It always bothered me, that old cliché about school being about “The Three R’s” — reading, writing and ‘rithmatic. It bothered me because two of the three are not really R’s. Now I am about to spew a similar inaccuracy and offer three R’s of my own – reading, writing and relationships. At least two out of the three of mine are truly R’s. Not to discount arithmetic at all, but I have come to understand my three R’s as a powerful equation adding up to true growth and change, not only in the lives of my students, but most profoundly in my own life.
When I was in college I discovered the power of literature and writing. I read Toni Morrison, Mary Shelley, Gabriel Garcia Marquez, William Wordsworth, John Donne, William Shakespeare. Whether the writer was dead or alive their words were alive to me. Words became a passion for me. I read and wrote, wrote and read. I learned through writing and literature that my world was too small. I needed more experiences, more diverse relationships in order to grow.
I moved to the city. I became a teacher. I became a student. None of my students come from the same background as me. I am an Anglo, born in the city and transplanted to the suburbs at age three to avoid mandatory busing. My students are Latina, Latino, Filipina, Filipino, they are African American and African and Chinese and Korean. They are the words I had only read before. Now I hear their stories straight from their mouths and pens. And their stories change me more profoundly than my college reading and writing experiences.

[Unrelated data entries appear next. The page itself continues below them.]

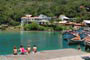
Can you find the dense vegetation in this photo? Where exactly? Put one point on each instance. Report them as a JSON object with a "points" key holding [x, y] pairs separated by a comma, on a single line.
{"points": [[34, 26], [12, 10]]}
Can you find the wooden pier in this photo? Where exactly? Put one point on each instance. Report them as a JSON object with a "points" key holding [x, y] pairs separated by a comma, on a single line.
{"points": [[63, 54]]}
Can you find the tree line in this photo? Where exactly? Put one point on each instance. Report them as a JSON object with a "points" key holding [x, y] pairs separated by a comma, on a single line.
{"points": [[12, 10]]}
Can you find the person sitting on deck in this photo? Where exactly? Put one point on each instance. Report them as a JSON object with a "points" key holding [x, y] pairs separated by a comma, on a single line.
{"points": [[15, 50], [34, 48], [77, 37], [28, 49], [22, 50]]}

Now I get to exercise my passion for reading, writing and transformation with a wonderful, eclectic group of young people, young women and men who have incredible life experiences to share. In my AP Literature class I have three teen moms and one pregnant teen, all who will be attending university in the fall. I have students who have alcohol and drug addicted parents. I have students who work 25 hours a week and attend school. I have students with a whole array of experiences, traditions and cultures to share. We read literature with those universal themes and my classroom becomes its own universe. I have learned about the intimate struggles of the group of students I have had the privilege to teach, and I have humbly shared my experiences too. I have shared my family and they have shared theirs. I have shared my struggles and they have shared theirs. I have shared my hopes and dreams and they have shared theirs. The ushers of our conversations have been Toni Morrison, Mary Shelley, Gabriel Garcia Marquez, William Wordsworth, John Donne, William Shakespeare, but the real power is in the relationship that I have developed with my students through reading and writing together.
I can only say a humble thank you to my students for helping me to become and continue becoming who I am through the power of reading, writing and relationships.